Ne yazık ki günümüzde, kariyer hedefleri, maddi kazançlar ve bireysel başarılar çoğu zaman aile değerlerinin önüne geçiyor. Anne ve babalar, daha iyi bir hayat sunabilmek için çocuklarına zaman ayırmayı ihmal ediyor. Ancak unutulmaması gereken bir gerçek var: Bir çocuğun en büyük ihtiyacı sevgi, anlayış ve paylaşmaktır. Çocuklar, pahalı oyuncaklardan, lüks hediyelerden çok, kendilerini dinleyen bir anneye, şefkatle sarılan bir babaya ihtiyaç duyar.
Mutlu bireyler yetiştirmenin sırrı, güçlü bir aile yapısından geçer. Bunun temelinde ise karşılıklı sevgi, saygı ve fedakârlık yatar. Aile içinde ne kadar güçlü bağlar kurulursa, o bağlar çocuğun kişiliğinde o kadar sağlam bir temel oluşturur. Çocuk, gördüğü sevgiyi, dış dünyada başkalarına da yansıtır.

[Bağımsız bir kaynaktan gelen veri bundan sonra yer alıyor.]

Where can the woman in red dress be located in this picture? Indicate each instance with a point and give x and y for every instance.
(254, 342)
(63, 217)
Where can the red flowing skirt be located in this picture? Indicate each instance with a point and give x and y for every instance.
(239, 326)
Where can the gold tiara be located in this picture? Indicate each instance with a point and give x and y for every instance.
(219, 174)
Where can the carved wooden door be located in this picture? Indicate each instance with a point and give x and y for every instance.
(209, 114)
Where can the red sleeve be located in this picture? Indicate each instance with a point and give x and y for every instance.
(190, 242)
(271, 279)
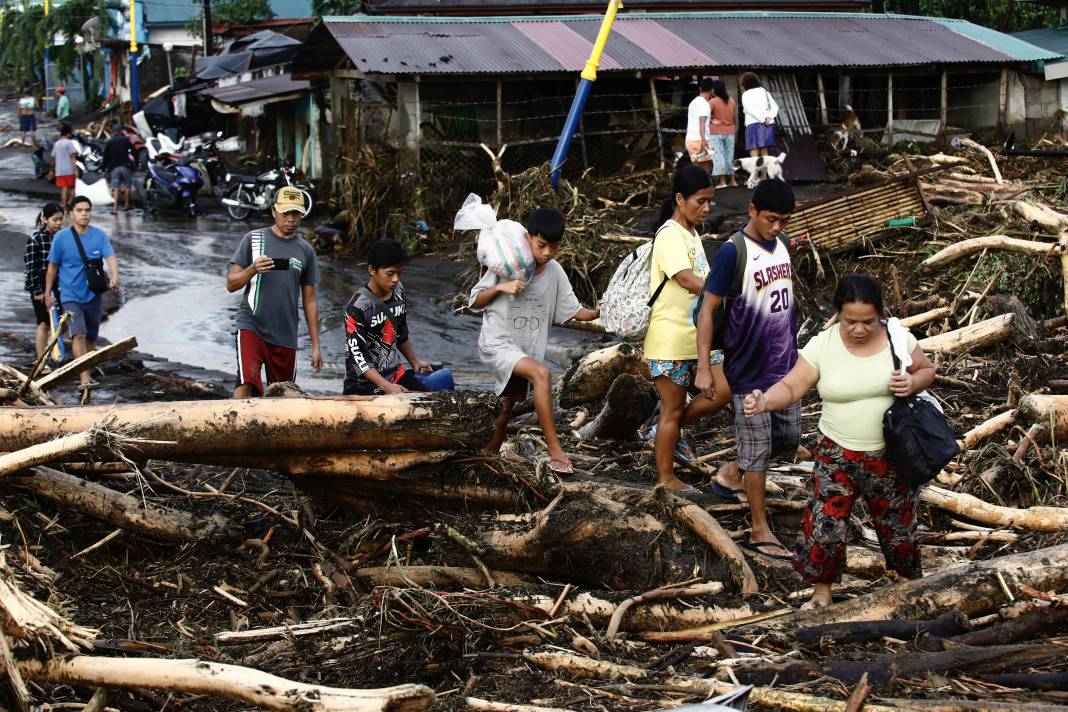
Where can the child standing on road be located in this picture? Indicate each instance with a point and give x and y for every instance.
(515, 328)
(376, 332)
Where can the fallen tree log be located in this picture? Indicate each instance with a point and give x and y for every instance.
(231, 681)
(1041, 216)
(628, 404)
(124, 510)
(1046, 410)
(1038, 519)
(948, 623)
(423, 421)
(977, 244)
(84, 362)
(368, 464)
(438, 576)
(584, 537)
(974, 336)
(987, 428)
(973, 588)
(590, 378)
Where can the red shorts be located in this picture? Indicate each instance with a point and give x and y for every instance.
(254, 353)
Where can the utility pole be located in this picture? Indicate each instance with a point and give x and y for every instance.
(207, 29)
(135, 84)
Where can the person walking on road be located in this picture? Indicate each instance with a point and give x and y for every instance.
(64, 171)
(35, 260)
(277, 269)
(760, 114)
(851, 364)
(699, 114)
(722, 133)
(118, 162)
(76, 257)
(62, 105)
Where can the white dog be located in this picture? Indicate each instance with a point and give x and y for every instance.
(849, 130)
(760, 168)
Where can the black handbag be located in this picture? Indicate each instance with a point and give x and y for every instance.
(94, 268)
(919, 439)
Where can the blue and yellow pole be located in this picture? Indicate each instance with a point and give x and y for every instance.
(582, 93)
(135, 85)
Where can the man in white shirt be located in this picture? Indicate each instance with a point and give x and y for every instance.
(699, 117)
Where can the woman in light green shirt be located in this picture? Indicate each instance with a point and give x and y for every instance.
(851, 366)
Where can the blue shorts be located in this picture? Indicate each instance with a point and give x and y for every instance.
(84, 318)
(759, 136)
(681, 373)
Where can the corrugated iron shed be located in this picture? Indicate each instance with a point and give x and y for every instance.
(665, 41)
(258, 90)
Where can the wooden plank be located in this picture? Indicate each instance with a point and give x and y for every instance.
(85, 362)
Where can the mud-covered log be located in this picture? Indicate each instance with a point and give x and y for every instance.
(974, 336)
(244, 684)
(366, 464)
(124, 510)
(583, 537)
(423, 421)
(948, 623)
(84, 362)
(1038, 519)
(590, 378)
(972, 588)
(884, 668)
(629, 402)
(438, 576)
(977, 244)
(1025, 628)
(1046, 410)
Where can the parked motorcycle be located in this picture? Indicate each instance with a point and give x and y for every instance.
(172, 184)
(248, 193)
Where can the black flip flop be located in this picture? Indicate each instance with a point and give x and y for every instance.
(755, 547)
(724, 492)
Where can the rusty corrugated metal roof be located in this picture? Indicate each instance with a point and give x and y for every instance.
(663, 41)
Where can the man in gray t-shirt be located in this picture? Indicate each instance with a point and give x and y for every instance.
(277, 269)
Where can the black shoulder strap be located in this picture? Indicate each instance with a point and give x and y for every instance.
(81, 250)
(374, 298)
(740, 253)
(663, 282)
(893, 354)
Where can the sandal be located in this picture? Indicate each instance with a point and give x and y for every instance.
(561, 468)
(757, 547)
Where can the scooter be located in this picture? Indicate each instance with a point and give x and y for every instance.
(171, 184)
(248, 193)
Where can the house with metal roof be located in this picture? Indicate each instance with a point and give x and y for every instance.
(439, 85)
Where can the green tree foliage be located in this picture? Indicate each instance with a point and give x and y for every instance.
(1003, 15)
(320, 8)
(232, 12)
(22, 49)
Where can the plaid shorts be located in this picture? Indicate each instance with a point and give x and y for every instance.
(681, 373)
(766, 436)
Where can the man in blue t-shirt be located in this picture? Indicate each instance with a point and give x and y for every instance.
(65, 262)
(759, 348)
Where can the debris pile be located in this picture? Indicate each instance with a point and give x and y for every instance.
(223, 532)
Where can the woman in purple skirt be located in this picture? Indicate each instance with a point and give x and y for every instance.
(760, 112)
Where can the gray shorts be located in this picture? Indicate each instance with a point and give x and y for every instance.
(84, 318)
(766, 436)
(121, 178)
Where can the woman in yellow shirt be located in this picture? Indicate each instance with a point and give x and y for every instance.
(678, 269)
(851, 366)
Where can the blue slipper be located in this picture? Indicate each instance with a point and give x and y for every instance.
(725, 492)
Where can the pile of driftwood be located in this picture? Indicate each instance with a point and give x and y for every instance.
(205, 543)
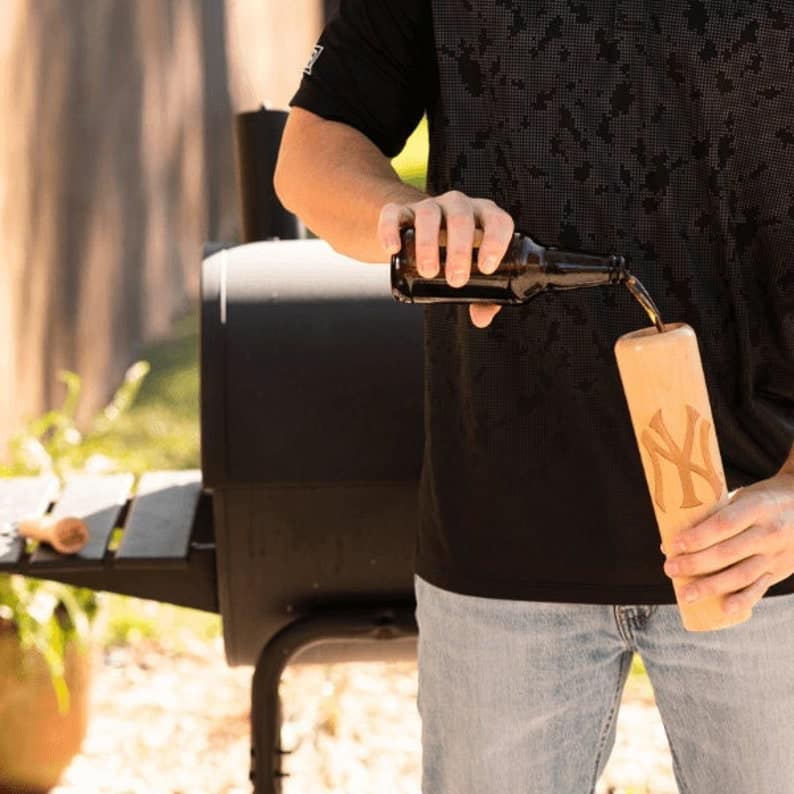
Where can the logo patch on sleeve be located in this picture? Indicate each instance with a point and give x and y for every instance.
(315, 55)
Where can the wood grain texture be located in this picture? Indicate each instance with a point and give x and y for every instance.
(666, 392)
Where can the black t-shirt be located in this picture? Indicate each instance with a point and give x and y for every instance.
(661, 130)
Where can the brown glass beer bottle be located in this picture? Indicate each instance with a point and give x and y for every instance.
(526, 270)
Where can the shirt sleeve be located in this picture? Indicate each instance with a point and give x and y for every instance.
(374, 68)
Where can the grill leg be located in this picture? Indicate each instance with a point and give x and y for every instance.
(371, 623)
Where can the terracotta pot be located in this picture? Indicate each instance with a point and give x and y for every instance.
(37, 743)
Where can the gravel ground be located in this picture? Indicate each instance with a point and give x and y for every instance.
(177, 723)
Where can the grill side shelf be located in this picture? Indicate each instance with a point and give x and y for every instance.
(160, 521)
(98, 500)
(21, 497)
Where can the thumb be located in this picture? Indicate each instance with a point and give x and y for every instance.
(482, 313)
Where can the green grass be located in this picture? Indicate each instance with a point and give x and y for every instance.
(161, 429)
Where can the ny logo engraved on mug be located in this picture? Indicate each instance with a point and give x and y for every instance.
(681, 457)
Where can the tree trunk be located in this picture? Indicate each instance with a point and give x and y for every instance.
(116, 164)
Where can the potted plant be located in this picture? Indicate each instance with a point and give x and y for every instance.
(45, 627)
(45, 663)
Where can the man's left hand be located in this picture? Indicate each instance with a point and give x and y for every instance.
(741, 549)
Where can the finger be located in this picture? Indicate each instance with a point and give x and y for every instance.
(754, 540)
(731, 580)
(392, 217)
(427, 222)
(749, 596)
(482, 313)
(459, 222)
(498, 228)
(746, 509)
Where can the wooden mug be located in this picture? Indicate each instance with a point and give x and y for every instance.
(665, 389)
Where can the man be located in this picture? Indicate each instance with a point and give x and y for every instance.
(663, 130)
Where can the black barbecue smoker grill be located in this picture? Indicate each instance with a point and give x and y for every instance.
(299, 529)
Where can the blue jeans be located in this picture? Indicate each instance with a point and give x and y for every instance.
(521, 697)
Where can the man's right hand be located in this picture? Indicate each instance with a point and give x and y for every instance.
(459, 215)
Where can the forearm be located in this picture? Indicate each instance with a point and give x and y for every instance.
(336, 180)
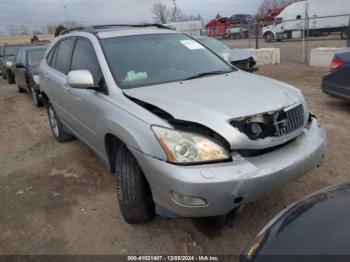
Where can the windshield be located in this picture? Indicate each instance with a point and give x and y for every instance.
(12, 50)
(35, 56)
(160, 58)
(215, 44)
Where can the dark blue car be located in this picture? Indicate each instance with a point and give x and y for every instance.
(337, 82)
(315, 229)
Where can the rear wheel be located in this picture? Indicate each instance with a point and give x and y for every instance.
(134, 194)
(36, 99)
(10, 78)
(58, 130)
(268, 37)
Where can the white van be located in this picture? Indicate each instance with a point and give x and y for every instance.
(324, 18)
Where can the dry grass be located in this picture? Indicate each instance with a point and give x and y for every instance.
(23, 39)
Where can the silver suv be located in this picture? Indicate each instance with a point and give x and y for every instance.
(185, 133)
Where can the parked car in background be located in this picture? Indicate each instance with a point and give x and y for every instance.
(337, 81)
(185, 133)
(7, 55)
(241, 58)
(26, 67)
(315, 229)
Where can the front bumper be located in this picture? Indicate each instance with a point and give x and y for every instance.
(243, 179)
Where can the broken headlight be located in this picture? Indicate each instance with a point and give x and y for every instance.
(184, 147)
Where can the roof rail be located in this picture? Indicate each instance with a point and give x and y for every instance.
(130, 25)
(93, 29)
(79, 28)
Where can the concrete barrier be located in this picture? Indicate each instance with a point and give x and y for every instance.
(322, 56)
(267, 56)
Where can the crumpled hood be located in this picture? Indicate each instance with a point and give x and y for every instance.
(220, 97)
(238, 54)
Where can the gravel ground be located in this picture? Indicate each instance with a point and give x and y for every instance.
(58, 198)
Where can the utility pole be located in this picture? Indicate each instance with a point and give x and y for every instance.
(65, 15)
(175, 11)
(348, 35)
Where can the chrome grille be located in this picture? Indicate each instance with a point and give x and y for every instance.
(288, 121)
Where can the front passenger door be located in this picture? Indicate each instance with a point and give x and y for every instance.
(83, 105)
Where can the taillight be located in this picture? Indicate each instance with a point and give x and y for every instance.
(336, 63)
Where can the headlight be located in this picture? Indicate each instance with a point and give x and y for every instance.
(8, 64)
(36, 79)
(187, 147)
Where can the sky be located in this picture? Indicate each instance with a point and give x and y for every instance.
(37, 13)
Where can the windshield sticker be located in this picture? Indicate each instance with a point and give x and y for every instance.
(132, 76)
(191, 44)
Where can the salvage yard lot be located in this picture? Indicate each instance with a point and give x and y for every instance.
(58, 198)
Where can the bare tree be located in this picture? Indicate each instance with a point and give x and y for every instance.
(161, 13)
(13, 30)
(51, 29)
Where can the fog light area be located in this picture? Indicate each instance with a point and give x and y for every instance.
(188, 200)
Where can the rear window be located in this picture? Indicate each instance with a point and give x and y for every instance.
(35, 56)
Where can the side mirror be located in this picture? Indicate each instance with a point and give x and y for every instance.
(19, 65)
(81, 79)
(227, 57)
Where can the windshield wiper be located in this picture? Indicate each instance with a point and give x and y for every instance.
(219, 72)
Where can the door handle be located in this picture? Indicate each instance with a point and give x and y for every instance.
(66, 88)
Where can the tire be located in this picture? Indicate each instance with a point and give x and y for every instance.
(268, 37)
(344, 35)
(57, 128)
(36, 99)
(134, 194)
(10, 78)
(20, 89)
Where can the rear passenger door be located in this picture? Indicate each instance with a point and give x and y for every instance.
(84, 106)
(56, 76)
(20, 72)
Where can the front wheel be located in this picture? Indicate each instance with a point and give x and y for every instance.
(58, 130)
(10, 78)
(3, 74)
(134, 194)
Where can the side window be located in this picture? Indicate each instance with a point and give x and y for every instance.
(84, 58)
(62, 56)
(22, 57)
(17, 58)
(50, 55)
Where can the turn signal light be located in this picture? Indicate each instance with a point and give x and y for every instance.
(336, 63)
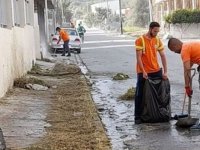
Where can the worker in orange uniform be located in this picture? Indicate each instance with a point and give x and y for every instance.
(190, 54)
(65, 37)
(147, 47)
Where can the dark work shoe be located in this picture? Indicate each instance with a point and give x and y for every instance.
(138, 121)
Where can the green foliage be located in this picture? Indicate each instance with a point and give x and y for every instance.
(183, 16)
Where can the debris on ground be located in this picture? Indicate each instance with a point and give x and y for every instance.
(68, 109)
(59, 69)
(129, 95)
(36, 87)
(120, 76)
(63, 68)
(24, 81)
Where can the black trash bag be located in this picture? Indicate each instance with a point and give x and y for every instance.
(156, 101)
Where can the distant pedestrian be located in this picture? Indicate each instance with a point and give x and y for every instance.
(65, 37)
(190, 54)
(147, 48)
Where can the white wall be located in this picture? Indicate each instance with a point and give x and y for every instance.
(17, 51)
(185, 30)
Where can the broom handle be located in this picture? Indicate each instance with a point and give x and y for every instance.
(184, 103)
(190, 98)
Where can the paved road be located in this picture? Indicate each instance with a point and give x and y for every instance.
(108, 54)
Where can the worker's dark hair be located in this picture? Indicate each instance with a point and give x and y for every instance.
(154, 24)
(58, 28)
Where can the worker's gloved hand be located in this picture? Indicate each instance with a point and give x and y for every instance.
(188, 91)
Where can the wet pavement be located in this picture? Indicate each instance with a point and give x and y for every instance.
(118, 115)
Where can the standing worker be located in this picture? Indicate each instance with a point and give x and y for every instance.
(81, 31)
(147, 47)
(190, 54)
(65, 37)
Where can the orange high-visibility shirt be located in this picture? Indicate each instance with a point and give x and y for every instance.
(191, 52)
(149, 48)
(64, 35)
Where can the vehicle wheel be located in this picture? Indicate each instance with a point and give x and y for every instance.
(78, 51)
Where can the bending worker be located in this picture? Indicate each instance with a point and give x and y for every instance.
(65, 37)
(190, 54)
(147, 47)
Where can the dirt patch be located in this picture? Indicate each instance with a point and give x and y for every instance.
(75, 124)
(129, 95)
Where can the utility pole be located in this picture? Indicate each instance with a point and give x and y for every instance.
(120, 16)
(107, 11)
(150, 11)
(46, 21)
(62, 12)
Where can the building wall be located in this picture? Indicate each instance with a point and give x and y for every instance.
(17, 50)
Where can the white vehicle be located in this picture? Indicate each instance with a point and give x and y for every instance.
(74, 43)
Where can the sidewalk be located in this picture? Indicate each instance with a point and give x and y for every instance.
(62, 117)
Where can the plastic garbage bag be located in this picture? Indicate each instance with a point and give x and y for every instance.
(156, 101)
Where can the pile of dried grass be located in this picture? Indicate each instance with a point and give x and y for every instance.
(129, 95)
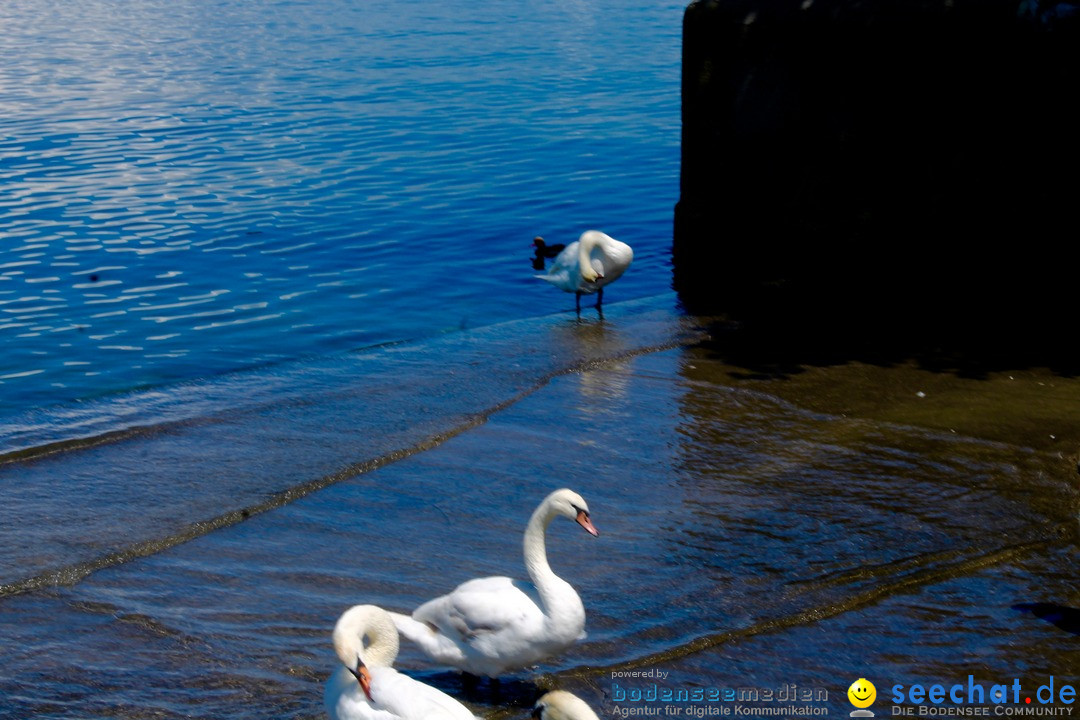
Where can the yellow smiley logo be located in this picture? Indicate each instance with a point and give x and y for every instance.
(862, 693)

Aile, sadece biyolojik bir bağ değildir; aynı zamanda ruhsal bir bağdır. Bu bağı güçlü tutabilmek için emek vermek, zaman ayırmak ve bazen fedakârlık yapmak gerekir. Çünkü hayatın sonunda hatırlayacağımız şey, kazandığımız para değil, sevdiklerimizle paylaştığımız anlar olacaktır.
Unutmayalım, evde mutlu bir çocuk varsa, toplumda mutlu bir birey olacaktır. Bu yüzden hayatta her şeyden önce sıcak bir yuvaya, sevgi dolu bir aileye sahip olmayı hedeflemeliyiz. Makamlar, mevkiler gelip geçer; ancak aile, hayatın gerçek zenginliğidir.